The next day, Bright wrote to his deputy asking him to explore whether BARDA could divert money earmarked for vaccines and other bio-defense measures to instead buy masks.  The Senior US official said the idea was considered, but funding could not easily be obtained without diverting it from other projects.

From his end, Bowen said his proposal to divert funding seemed to be going nowhere. “No one at HHS ever did get back to me,” Bowen said.

Bowen started talking to reporters about the mask shortage in general terms. He was soon invited to appear on former Trump adviser, Stephen Bannon’s podcast: “War Room: Pandemic.”

On that Feb. 12 podcast, the two commiserated over the beleaguered state of US manufacturing. “What I’ve been saying since 2007 is, ‘Guys, I’m warning you, here’s what is going to happen, let’s prepare,’ ” Bowen said on the program. “Because if you call me after it starts, I can’t help everybody.”

Bowen said Bannon then put him in touch with Dr. Peter Navarro, the Director of the Office of Trade and Manufacturing Policy (OTMP), he was also the White House economic adviser.

Dr.
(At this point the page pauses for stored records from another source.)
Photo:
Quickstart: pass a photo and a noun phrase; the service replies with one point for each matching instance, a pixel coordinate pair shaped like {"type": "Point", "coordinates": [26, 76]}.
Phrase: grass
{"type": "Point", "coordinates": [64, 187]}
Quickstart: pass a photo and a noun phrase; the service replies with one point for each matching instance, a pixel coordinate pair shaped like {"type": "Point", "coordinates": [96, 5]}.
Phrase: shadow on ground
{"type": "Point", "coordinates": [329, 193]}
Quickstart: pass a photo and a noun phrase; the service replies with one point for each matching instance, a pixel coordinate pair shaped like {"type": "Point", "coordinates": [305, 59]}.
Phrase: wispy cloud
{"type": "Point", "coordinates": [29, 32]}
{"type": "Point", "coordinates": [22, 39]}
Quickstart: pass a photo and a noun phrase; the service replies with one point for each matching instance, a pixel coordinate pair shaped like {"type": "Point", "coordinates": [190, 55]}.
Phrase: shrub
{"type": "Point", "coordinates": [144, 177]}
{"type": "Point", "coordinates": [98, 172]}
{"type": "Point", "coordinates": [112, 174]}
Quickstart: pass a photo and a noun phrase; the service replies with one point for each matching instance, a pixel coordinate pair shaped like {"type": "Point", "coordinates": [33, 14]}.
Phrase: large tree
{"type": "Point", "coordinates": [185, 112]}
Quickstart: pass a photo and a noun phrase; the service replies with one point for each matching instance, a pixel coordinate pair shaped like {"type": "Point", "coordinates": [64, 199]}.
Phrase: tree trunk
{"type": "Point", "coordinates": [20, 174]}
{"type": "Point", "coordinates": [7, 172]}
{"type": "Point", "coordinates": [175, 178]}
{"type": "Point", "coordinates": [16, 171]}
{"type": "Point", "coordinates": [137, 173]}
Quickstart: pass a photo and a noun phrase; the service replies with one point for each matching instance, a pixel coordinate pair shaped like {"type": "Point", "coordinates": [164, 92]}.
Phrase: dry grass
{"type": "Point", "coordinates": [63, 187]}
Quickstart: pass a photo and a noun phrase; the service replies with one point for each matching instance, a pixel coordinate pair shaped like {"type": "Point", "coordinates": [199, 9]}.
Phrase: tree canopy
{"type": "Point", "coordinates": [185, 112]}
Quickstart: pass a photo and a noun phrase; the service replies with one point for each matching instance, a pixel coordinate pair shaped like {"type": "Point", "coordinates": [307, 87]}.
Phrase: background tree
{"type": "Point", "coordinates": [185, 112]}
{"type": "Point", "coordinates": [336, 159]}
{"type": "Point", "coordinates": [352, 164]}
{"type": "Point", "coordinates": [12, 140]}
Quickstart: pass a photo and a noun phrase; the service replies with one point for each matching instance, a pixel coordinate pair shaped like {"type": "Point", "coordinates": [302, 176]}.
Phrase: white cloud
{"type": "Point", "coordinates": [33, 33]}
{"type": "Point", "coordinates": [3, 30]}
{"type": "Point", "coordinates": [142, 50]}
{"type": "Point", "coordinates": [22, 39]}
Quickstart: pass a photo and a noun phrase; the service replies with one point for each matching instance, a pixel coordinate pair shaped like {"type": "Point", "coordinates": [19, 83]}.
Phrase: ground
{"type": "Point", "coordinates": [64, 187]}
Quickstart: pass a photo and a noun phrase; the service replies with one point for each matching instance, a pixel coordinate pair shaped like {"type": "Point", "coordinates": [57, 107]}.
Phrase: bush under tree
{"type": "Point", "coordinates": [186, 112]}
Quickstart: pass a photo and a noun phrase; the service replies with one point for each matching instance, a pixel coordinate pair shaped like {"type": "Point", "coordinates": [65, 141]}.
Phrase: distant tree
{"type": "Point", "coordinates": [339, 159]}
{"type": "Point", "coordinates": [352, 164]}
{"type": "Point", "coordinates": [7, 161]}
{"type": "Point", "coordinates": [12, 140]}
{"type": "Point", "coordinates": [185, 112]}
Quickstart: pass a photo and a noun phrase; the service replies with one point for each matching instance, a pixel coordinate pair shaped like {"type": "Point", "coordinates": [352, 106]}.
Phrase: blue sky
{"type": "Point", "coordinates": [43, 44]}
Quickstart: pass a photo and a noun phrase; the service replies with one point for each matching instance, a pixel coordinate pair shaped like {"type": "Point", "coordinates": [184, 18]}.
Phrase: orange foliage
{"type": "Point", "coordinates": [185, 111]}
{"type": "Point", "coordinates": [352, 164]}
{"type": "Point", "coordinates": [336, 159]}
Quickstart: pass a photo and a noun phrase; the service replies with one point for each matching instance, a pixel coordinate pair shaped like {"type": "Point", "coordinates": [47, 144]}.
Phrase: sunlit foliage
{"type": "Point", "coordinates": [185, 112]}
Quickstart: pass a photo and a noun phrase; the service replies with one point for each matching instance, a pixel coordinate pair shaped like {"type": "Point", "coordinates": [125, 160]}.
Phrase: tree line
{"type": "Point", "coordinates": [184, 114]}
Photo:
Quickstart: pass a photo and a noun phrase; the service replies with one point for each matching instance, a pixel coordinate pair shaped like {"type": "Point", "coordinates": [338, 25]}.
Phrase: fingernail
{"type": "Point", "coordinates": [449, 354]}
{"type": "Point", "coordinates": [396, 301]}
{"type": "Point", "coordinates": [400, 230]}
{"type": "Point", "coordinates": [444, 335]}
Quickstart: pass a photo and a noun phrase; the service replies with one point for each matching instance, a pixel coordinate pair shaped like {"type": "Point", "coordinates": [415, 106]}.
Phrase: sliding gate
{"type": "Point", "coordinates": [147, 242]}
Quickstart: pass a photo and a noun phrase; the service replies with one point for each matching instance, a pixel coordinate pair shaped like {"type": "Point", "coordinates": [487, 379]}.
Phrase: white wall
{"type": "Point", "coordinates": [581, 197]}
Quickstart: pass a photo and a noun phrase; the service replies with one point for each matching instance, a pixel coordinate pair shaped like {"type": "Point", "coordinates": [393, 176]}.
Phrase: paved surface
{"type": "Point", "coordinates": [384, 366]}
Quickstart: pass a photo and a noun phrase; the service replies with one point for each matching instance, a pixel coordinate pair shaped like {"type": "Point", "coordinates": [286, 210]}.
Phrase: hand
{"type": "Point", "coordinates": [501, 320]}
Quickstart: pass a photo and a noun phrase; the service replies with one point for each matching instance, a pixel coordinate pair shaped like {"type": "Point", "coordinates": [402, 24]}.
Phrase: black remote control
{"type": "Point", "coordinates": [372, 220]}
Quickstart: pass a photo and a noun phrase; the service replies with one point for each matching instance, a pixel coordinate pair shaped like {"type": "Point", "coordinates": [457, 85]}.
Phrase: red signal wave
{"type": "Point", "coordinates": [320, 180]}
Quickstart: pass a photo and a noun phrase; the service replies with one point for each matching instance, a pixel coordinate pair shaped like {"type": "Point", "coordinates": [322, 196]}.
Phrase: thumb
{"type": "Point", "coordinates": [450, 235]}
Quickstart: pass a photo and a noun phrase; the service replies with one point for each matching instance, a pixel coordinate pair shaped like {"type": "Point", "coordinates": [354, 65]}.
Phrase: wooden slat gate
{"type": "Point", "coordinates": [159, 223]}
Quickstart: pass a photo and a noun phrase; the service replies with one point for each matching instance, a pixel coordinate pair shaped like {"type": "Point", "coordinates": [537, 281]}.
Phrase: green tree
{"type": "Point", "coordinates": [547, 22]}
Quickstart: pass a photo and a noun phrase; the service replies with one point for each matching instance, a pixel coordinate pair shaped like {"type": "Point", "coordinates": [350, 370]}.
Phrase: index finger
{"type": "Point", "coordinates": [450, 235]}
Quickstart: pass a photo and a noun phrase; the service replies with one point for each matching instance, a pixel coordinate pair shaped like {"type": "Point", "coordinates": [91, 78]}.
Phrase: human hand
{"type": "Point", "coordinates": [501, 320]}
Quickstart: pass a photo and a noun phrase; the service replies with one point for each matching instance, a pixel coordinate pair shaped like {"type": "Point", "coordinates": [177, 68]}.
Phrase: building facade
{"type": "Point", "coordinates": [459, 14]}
Navarro was quick to see the problem, Bowen said.  After talking with Bowen, he wrote to Bright that he should soon expect a call from the White House. “I’m pretty sure that my mask supply message will be heard by President Trump this week,” Bowen wrote. “Trump insider reading yesterday’s Wired.com article, the ball is screaming toward your court.”

According to Bright, he soon began attending White House meetings and was helping Dr. Navarro write memos describing the supply of masks as a top issue. Emails and memos show Bright reporting back to Kadlec and others about his work with Dr. Navarro. 

Unfortunately, still, nothing happened and none of this turned the tide for Bowen and his company

Nearly a month after his e-mailed offer, Bowen received his first formal communication about possibly helping to bolster the US supply. The five-page form letter from the Food and Drug Administration (FDA), the one Bowen said he suspected was also sent to many other manufacturers.  He then asked how his company could help with what was by then a “national emergency response” to the shortage of protective gear.

Bowen, then on Feb. 16, fired off a terse email to FDA and HHS officials.  He directed the agencies to a US government website listing approved foreign manufacturers of medical masks. “There you’ll find a long list of approved Chinese respirator mask companies,” he wrote. “Please send your long list of questions to them.”

In March, Bowen submitted a bid to supply masks to the Federal Emergency Management Agency (FEMA), which by then had taken over medical supply purchasing.

The government soon spent over $600 million on contracts involving masks. Big companies like Honeywell and 3M were each awarded contracts totaling over $170 million for protective gear. One distributor of tactical gear (a company with no history of procuring medical equipment ) was still awarded a $55 million deal to provide masks for as much as $5.50 each.  That is eight times what the government was paying just months earlier.

On April 7, FEMA finally awarded Bowen's Prestige Ameritech a $9.5 million contract to provide a million N95 masks a month for one year, an order the company could fulfill without activating its still dormant manufacturing lines. For those masks, Prestige only charged the US government, 79 cents apiece.

The aforementioned information is the story from a US company that had warned Trump's White House back in 2017 that the US was not prepared to deal with a medical pandemic, especially if vast amounts of medical supplies and equipment were required, as they are today.  It wasn’t until the pandemic had been going for months that this American manufacturer was recognized with a purchase order for American made masks and medical supplies.  And the US manufacturer wasn’t charging as others did, 5 times the normal price for the emergency needs in the nation, of masks and other medical supplies.

Please note that in addition, the Trump  administration had early on disbanded the organization within the NSA that the Obama administration had developed for dealing with a possible pandemic.